Ephesians 3 attributes to God the ability, desire and will to do immeasurably more than all we can ask or imagine.
Do Christians actually believe this or not? How many people in your church actually expect God to do nothing in or through them or the church on a week by week basis?
God, by dint of being God, can happily work in ways and categories that are not accessible to human beings at all. That are far beyond any comprehension of ours. The reason we can begin to comprehend and apprehend anything at all of what he does is only because of his gracious self-disclosure. We get to experience him because he decides it should be so. We experience him in categories that relate to us as humans because he decides it should be so - most obviously demonstrated by the incarnation.
But here is a nagging question: even if God has chosen to do some of his acts in ways that are accessible and comprehensible to us, shouldn't we expect that knowing the God of the immeasurably-more-than-we-can-imagine, the God who creates galaxies and raises the dead, will sometimes (or often) be at the outside edge of what we can get our heads around? Shouldn't we anticipate that we will regularly touch into areas where he exceeds our expectations and declines to be limited by our desire to control situations? Shouldn't interacting with this God normally be in the realm of the supernatural?

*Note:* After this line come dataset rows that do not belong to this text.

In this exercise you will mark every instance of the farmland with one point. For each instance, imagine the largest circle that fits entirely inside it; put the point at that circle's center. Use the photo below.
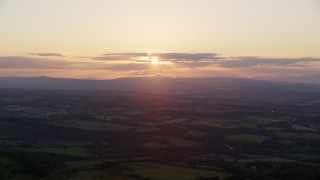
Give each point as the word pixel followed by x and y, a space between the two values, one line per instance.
pixel 139 135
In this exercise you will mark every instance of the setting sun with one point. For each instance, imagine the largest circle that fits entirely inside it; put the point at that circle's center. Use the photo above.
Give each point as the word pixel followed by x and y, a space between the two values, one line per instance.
pixel 154 60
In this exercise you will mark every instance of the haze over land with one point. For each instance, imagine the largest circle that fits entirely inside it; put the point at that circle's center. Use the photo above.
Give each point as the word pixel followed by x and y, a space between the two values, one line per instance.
pixel 268 40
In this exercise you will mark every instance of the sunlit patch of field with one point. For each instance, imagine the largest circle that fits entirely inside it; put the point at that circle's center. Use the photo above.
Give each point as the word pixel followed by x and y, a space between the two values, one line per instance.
pixel 246 138
pixel 164 172
pixel 71 151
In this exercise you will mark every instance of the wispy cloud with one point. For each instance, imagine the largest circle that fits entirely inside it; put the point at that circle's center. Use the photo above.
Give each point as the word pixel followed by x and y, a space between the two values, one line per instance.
pixel 47 54
pixel 171 64
pixel 245 62
pixel 32 63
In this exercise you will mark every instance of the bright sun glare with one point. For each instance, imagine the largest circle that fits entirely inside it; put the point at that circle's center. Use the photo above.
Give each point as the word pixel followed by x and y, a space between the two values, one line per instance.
pixel 154 60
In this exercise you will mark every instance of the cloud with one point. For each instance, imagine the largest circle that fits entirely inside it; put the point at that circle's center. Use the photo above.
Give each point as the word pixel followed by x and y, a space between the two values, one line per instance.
pixel 187 56
pixel 120 56
pixel 162 56
pixel 47 54
pixel 245 62
pixel 9 62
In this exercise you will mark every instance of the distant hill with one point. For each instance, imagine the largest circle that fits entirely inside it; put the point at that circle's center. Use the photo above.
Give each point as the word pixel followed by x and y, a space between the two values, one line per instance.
pixel 145 84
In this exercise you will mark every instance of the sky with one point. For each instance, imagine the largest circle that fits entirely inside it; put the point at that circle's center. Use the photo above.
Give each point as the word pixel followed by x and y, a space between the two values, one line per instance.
pixel 106 39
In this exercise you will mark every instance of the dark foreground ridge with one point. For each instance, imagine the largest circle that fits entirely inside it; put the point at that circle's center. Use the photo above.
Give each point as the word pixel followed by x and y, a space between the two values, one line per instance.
pixel 158 128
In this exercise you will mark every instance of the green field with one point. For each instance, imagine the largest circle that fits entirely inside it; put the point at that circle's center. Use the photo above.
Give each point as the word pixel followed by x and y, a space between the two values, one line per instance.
pixel 71 151
pixel 164 172
pixel 286 135
pixel 246 138
pixel 81 164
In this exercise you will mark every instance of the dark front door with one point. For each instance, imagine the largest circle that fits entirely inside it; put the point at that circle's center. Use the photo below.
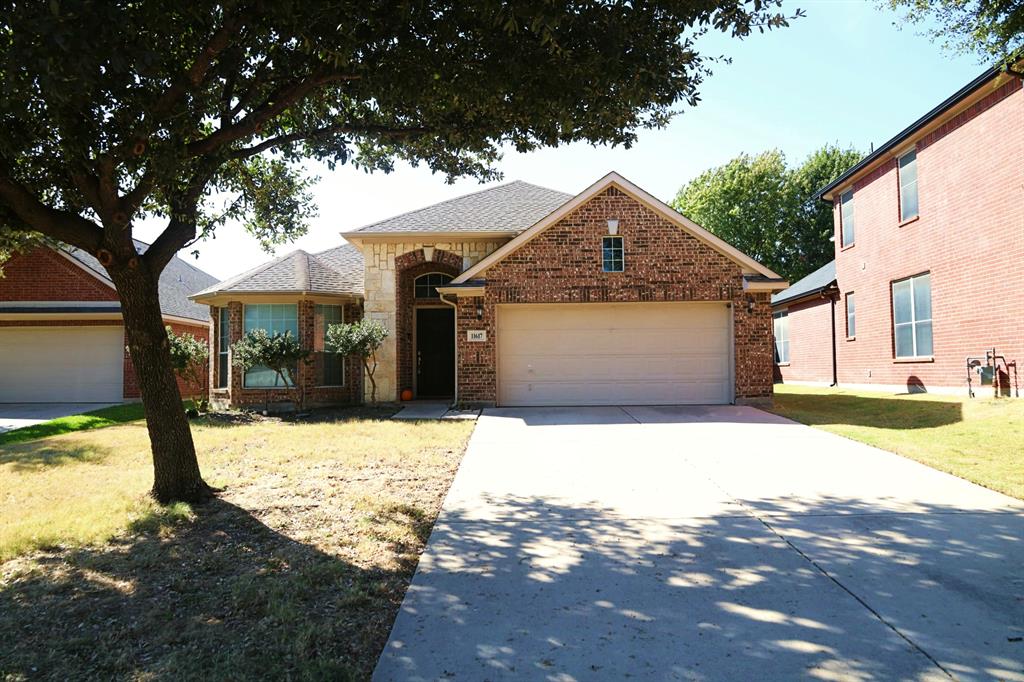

Or have I missed something?
Very often I don't expect God to work. There, I have said it. At least, that's the way I behave. Or I expect him to work in ways that are not at the boundaries of my human experience and comfort zone, but well within them. I don't expect him to act in ways that wrest control from me and sweep me up in a whirlwind of God-activity. Instead I expect him to only act in ways that leave me in control of my circumstances. I don't expect him to challenge and sweep away aspects of my spiritual life or our church life that he doesn't like. I expect him to like it just as I do and not do anything that will make me uneasy.
Isn't that the implication of "immeasurably more"? That rather than us including God in our plans to the extent that we are comfortable with, he now includes us in his life in ways we cannot control - and which are infinitely greater, better, more glorious and more exciting?
Why then do we expect God-activity in churches up to, but not beyond, what we can realistically manage ourselves? Why don't we expect a torrent, a flood, a tsunami? Why don't we get upset, prayerfully concerned, and uneasy when God doesn't seem to be doing very much with us? Why are our expectations so low?
Is it, perhaps, because we don't see that happening in our churches (unlike in some parts of the world). We therefore normalise what we currently see and form our expectations of what God can and should do from that foundation. And when what we see - and our current expectations - differ from the normal New Testament Christianity we read about in the scriptures, we find ways to plead that the scriptural account shouldn't be the measure of contemporary church life. Which leaves us happy that we don't need to expect anything more.
If we start the other way around - assuming that the scriptures are normative and our British experience isn't - then we are faced with the uncomfortable idea that we need to align our church life and experience of God to the Bible, not the other way around. This is uncomfortable for a number of reasons:
- We might be scared of being closer to the biblical picture. It hardly describes a British comfort zone
- We might have no idea how to get from here to there. Which can be a devastating admission for leaders to have to make
- We might be in churches where the very idea of loss of control or God doing things outside our experience is deeply challenging
Lots of us allow what we see to determine our level of faith. Our grasp of what God can and can't, should and should not do, is established by our past and present experience. And can be limited by our experience. If God is constrained to only act within what I have seen and experienced of him, then his hands are tied indeed! Faith that is is limited to what I have seen isn't faith. It is walking by sight. It is not trusting God.
We need to pray. And we need to stop believing in "the God who does immeasurably more than we can ask or imagine - as long as it doesn't upset anyone, challenge my comfort and life plans or make supernatural things happen in my church".